Two friends, Al and Jo, have a combined mass of 171 kg. At an ice skating rink they stand close together on skates, at rest and facing each other, with a compressed spring between them. The spring is kept from pushing them apart, because they are holding each other. When they release their arms, Al moves off in one direction at a speed of 0.888 m/s, while Jo moves off in the opposite direction at a speed of 1.23 m/s. Assuming that friction is negligible, find Al's mass.

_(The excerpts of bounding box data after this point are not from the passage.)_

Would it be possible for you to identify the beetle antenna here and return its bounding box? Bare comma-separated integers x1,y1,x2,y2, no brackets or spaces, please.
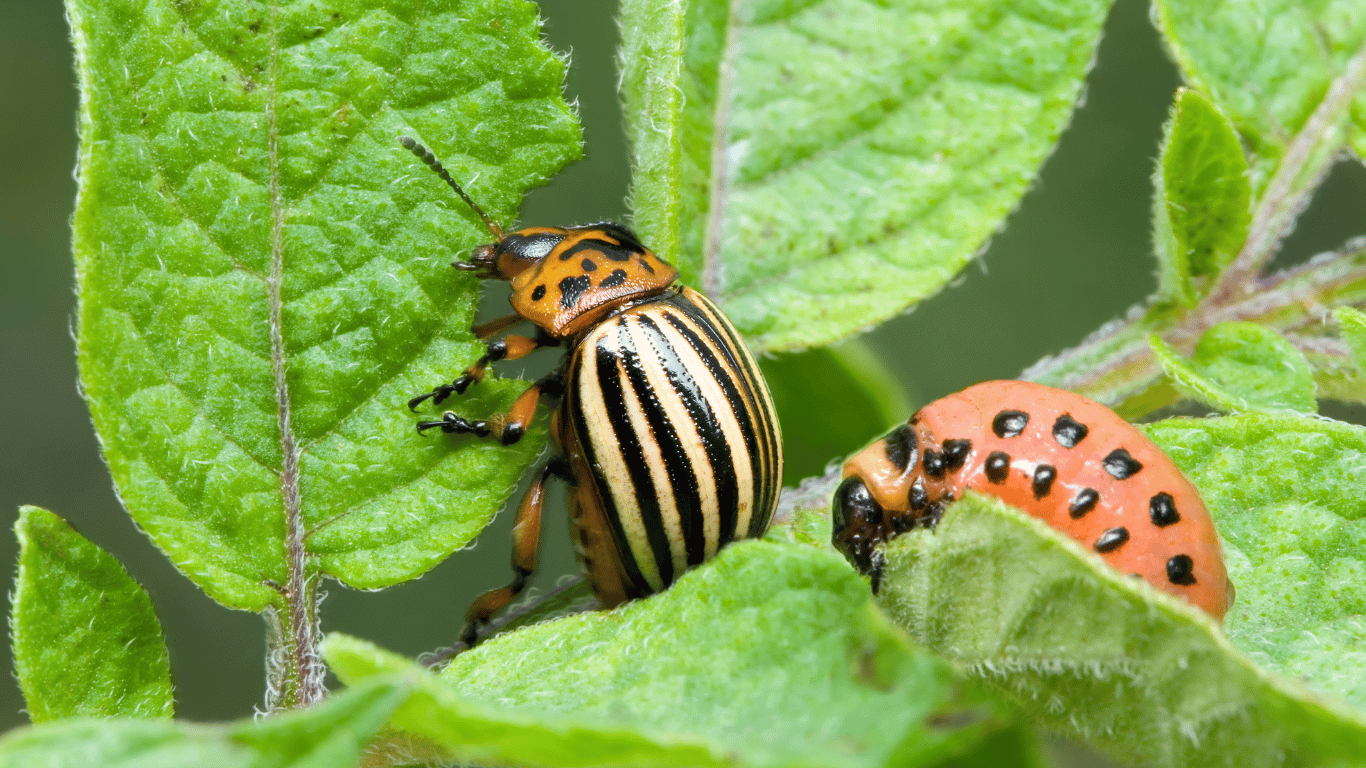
399,137,503,241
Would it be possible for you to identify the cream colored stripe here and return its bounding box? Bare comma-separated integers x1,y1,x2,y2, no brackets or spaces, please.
578,324,664,592
637,305,721,560
622,314,687,579
686,288,783,515
665,307,764,541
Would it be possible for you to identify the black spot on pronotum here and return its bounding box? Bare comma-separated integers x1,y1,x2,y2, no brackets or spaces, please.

To solve this problem, we can use the principle of conservation of momentum. According to this principle, the total momentum before the release is equal to the total momentum after the release.
The momentum (p) of an object is given by the product of its mass (m) and velocity (v): p = m * v.
Given that Al's velocity after release is 0.888 m/s and Jo's velocity is -1.23 m/s (opposite direction), we can write the momentum equation as:
mass of Al * velocity of Al + mass of Jo * velocity of Jo = 0
We are given that the combined mass of Al and Jo is 171 kg. Let's denote the mass of Al as "m" and the mass of Jo as "171 - m".
Substituting the values into the momentum equation, we get:
m * 0.888 + (171 - m) * (-1.23) = 0
Simplifying the equation:
0.888m - 1.23(171 - m) = 0
0.888m - 210.33 + 1.23m = 0
2.118m = 210.33
m = 210.33 / 2.118
m ≈ 99.283
Therefore, Al's mass is approximately 99.283 kg.